Now that Ericsson has succeeded in pushing its favored technologies into the heart of the 3GPP agenda for low power wide area (LPWA) networks, it has stepped up its efforts to get them into the market, even ahead of full standardization in the next LTE release.
In November, it announced projects with Orange to trial both its key cellular technologies, Narrowband IoT and Extended Coverage GSM (EC-GSM). The former is the solution adopted by the 3GPP for its work on an LTE-based LPWA standard – technically a combination of Ericsson’s NB-LTE and Huawei’s Cellular IoT, in fact insiders indicate that the Swedish firm scored something of a coup and got its approach, which is more backwards compatible than Huawei’s, at the heart of the emerging specifications.

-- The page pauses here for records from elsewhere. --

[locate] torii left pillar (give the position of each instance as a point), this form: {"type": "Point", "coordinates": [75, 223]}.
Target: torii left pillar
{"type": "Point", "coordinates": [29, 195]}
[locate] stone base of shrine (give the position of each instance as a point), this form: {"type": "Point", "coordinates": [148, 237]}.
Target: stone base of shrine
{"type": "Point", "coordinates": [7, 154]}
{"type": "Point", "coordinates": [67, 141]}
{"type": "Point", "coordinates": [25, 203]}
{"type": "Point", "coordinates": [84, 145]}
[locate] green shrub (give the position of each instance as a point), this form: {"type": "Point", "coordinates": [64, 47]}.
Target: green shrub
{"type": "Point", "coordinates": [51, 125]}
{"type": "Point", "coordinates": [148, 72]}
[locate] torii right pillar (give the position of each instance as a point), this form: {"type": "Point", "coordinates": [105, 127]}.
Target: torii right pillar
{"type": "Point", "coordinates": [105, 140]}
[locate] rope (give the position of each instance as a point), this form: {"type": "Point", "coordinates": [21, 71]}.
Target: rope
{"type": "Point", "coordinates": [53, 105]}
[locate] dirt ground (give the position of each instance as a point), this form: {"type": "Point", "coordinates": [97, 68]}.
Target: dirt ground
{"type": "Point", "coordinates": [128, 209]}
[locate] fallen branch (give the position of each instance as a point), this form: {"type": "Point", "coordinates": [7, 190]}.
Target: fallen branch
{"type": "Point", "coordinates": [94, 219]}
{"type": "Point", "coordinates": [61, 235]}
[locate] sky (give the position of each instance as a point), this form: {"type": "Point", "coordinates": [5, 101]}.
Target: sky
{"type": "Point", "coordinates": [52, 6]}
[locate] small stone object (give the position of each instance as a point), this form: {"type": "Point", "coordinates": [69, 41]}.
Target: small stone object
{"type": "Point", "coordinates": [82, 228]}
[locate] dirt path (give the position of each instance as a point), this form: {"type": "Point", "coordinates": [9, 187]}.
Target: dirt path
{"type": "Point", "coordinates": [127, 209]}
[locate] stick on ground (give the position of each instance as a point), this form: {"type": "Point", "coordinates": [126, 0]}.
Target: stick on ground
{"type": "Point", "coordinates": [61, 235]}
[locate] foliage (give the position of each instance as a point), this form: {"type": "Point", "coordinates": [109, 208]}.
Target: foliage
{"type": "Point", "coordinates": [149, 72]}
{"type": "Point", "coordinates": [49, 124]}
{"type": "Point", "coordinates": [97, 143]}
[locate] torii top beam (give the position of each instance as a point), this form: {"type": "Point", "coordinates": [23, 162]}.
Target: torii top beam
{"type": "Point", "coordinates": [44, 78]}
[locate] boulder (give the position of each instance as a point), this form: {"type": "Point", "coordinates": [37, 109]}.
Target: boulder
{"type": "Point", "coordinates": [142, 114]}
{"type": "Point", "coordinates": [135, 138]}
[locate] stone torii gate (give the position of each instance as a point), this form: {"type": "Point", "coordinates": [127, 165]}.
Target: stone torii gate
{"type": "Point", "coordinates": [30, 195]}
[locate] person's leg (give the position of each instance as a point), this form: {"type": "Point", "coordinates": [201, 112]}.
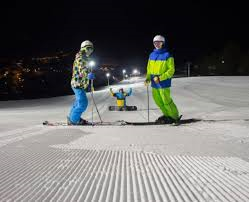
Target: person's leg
{"type": "Point", "coordinates": [157, 98]}
{"type": "Point", "coordinates": [169, 107]}
{"type": "Point", "coordinates": [79, 106]}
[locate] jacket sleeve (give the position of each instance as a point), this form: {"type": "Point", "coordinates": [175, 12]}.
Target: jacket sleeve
{"type": "Point", "coordinates": [148, 71]}
{"type": "Point", "coordinates": [112, 93]}
{"type": "Point", "coordinates": [171, 69]}
{"type": "Point", "coordinates": [82, 68]}
{"type": "Point", "coordinates": [129, 93]}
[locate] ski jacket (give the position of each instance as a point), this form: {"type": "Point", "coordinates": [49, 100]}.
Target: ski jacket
{"type": "Point", "coordinates": [160, 64]}
{"type": "Point", "coordinates": [80, 71]}
{"type": "Point", "coordinates": [121, 97]}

Whatever the politics, both the giant vendors, plus early mover MNOs like Orange and Vodafone, have been kicking off trials of pre-standard kit in a bid to accelerate the adoption of a mass market LTE-based solution, which they can control, in key markets like smart cities. This activity, they argue, will squeeze specialized LPWA options such as Sigfox and LoRa (mainly in unlicensed spectrum) into irrelevance (though Orange is also a major user of LoRa, pointing to a more probable reality, that one or two licence-exempt options will survive alongside the 3GPP’s platforms, to enable a wider range of applications and service providers than LTE can on its own).
Now the two largest US operators are joining Ericsson’s LPWA program. The Swedish company announced alliances with both AT&T and Verizon last week, focused on smart cities. With AT&T, it claimed to be showing off “the industry’s first complete cellular LPWA offering, enabling operators to address the full diversity of IoT use cases across their networks”.
Meanwhile, it also announced joint LPWA trials with Verizon, extending their existing IoT collaborations. Adam Koeppe, VP of network technology and planning at Verizon, said in a statement: “Verizon’s nationwide LTE network provides an ideal platform for the acceleration of IoT applications that benefit consumers, industry and cities. We’re committed to simplifying IoT and have introduced a developer platform – ThingSpace – and new network advancements that do just that.”
Ericsson’s recently launched new software release, Networks Software 17A, includes support for pre-standard NB-IoT as well as for EC-GSM, and the firm is surrounding that with various pre-packaged services, including big data analytics software specifically tailored to smart city applications, and cloud services including the new ‘smart metering as a service’ option.